Tritiation of aryl thianthrenium salts with a molecular palladium catalyst

Tritium labelling is a critical tool for investigating the pharmacokinetic and pharmacodynamic properties of drugs, autoradiography, receptor binding and receptor occupancy studies(1). Tritium gas is the preferred source of tritium for the preparation of labelled molecules because it is available in high isotopic purity(2). The introduction of tritium labels from tritium gas is commonly achieved by heterogeneous transition-metal-catalysed tritiation of aryl (pseudo)halides. However, heterogeneous catalysts such as palladium supported on carbon operate through a reaction mechanism that also results in the reduction of other functional groups that are prominently featured in pharmaceuticals(3). Homogeneous palladium catalysts can react chemoselectively with aryl (pseudo)halides but have not been used for hydrogenolysis reactions because, after required oxidative addition, they cannot split dihydrogen(4).
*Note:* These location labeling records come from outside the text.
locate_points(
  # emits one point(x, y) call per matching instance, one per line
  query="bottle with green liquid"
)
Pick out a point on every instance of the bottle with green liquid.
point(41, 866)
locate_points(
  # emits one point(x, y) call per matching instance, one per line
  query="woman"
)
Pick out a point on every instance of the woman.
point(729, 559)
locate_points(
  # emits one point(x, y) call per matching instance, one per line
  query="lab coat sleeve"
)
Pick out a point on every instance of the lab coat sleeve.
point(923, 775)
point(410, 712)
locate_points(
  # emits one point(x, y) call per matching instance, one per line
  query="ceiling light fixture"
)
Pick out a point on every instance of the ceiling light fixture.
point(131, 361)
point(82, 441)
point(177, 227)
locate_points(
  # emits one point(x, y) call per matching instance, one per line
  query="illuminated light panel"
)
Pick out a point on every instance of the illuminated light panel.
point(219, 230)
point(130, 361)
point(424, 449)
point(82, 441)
Here we report a homogenous hydrogenolysis reaction with a well defined, molecular palladium catalyst. We show how the thianthrene leaving group—which can be introduced selectively into pharmaceuticals by late-stage C–H functionalization(5)—differs in its coordinating ability to relevant palladium(II) catalysts from conventional leaving groups to enable the previously unrealized catalysis with dihydrogen. This distinct reactivity combined with the chemoselectivity of a well defined molecular palladium catalyst enables the tritiation of small-molecule pharmaceuticals that contain functionality that may otherwise not be tolerated by heterogeneous catalysts. The tritiation reaction does not require an inert atmosphere or dry conditions and is therefore practical and robust to execute, and could have an immediate impact in the discovery and development of pharmaceuticals.